In order to avoid the reaction of lithium hydroxide with carbon dioxide in the atmosphere, in a conventional method for producing a lithium mixed metal oxide, pure oxygen or synthetic air containing no carbon dioxide is used, or calcination is carried out under an air atmosphere where the content of a carbon dioxide gas is about 0.01% by volume or less (see, for example, JP2000-58053A).
As mentioned above, in order to sufficiently react a lithium raw material in a conventional method for producing a lithium mixed metal oxide, it is necessary that an atmosphere controllable calcination furnace is used, or pure oxygen or synthetic air containing no carbon dioxide is used, or air, from which carbon dioxide has been removed by providing a special facility, is used, and thus leading to a factor of high costs.
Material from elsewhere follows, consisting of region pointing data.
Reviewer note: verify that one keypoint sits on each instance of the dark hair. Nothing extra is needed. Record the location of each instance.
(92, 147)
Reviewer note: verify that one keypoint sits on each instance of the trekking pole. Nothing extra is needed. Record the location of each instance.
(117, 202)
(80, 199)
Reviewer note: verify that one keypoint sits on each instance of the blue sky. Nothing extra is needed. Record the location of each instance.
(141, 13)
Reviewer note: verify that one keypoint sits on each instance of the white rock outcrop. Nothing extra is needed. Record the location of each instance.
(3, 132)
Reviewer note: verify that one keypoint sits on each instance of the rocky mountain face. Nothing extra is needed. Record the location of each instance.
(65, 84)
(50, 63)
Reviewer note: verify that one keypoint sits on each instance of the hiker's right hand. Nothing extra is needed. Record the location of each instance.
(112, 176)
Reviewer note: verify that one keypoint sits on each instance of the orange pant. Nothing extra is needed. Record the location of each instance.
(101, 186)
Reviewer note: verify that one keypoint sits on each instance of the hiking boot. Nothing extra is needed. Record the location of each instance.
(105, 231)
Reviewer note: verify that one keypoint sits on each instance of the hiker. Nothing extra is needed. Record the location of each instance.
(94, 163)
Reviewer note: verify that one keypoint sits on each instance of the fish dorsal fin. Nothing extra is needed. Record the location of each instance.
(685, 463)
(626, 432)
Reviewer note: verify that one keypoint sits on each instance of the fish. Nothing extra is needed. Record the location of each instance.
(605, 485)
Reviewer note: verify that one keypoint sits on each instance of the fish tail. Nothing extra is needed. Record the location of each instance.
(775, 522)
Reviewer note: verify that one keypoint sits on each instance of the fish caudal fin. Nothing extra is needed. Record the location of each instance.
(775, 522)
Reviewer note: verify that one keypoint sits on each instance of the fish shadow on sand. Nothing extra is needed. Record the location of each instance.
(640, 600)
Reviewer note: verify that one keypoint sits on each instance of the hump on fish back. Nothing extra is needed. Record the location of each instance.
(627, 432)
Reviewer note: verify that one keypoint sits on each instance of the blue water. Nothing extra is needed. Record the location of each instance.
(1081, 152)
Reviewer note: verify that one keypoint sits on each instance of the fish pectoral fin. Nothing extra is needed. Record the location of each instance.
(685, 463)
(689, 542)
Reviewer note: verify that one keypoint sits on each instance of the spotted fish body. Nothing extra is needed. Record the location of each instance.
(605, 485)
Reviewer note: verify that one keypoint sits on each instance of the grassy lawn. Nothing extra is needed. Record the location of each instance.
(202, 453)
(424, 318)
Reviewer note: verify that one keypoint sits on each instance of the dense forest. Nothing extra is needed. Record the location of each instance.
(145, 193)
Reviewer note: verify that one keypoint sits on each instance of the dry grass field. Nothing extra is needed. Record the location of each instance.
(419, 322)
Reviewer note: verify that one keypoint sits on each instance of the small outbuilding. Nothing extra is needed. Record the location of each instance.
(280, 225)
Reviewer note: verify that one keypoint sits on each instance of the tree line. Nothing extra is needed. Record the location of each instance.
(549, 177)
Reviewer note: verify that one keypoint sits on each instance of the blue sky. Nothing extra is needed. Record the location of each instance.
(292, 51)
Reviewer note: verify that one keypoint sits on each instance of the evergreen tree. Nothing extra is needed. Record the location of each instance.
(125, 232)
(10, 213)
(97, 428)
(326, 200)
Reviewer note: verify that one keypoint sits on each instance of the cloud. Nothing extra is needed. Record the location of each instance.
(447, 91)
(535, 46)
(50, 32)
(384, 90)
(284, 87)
In the case of producing a large amount of the lithium mixed metal oxide whose demands as a positive electrode active material for a nonaqueous electrolyte secondary battery are rapidly increasing, it is desired to use, as a calcination furnace for obtaining a lithium mixed metal oxide, a versatile gas furnace using flame of a combustion gas such as propane as a heat source from the viewpoint of an improvement in mass productivity of the lithium mixed metal oxide and cost reduction. However, since such a gas furnace undergoes heating by combustion of a hydrocarbon gas such as propane, high concentration of CO2 (usually 10 to 15% by volume, or about 5 to 10% by volume even in the case of providing CO2 removal means) is contained inside the furnace. Therefore, when calcination is performed under a conventional temperature condition using such a gas furnace, as mentioned above, a lithium compound (for example, lithium hydroxide) easily reacts with carbon dioxide to form lithium carbonate having low reactivity. As a result, an insufficiently reacted lithium mixed metal oxide is synthesized, and thus sufficient battery performance can not be obtained even if a nonaqueous electrolyte secondary battery is produced using the lithium mixed metal oxide as a positive electrode active material.
Under these circumstances, an object of the present invention is to provide a method capable of stably producing a lithium mixed metal oxide which can be used as a positive electrode active material of a nonaqueous electrolyte secondary battery even under a calcination atmosphere containing higher concentration of carbon dioxide than that in the air.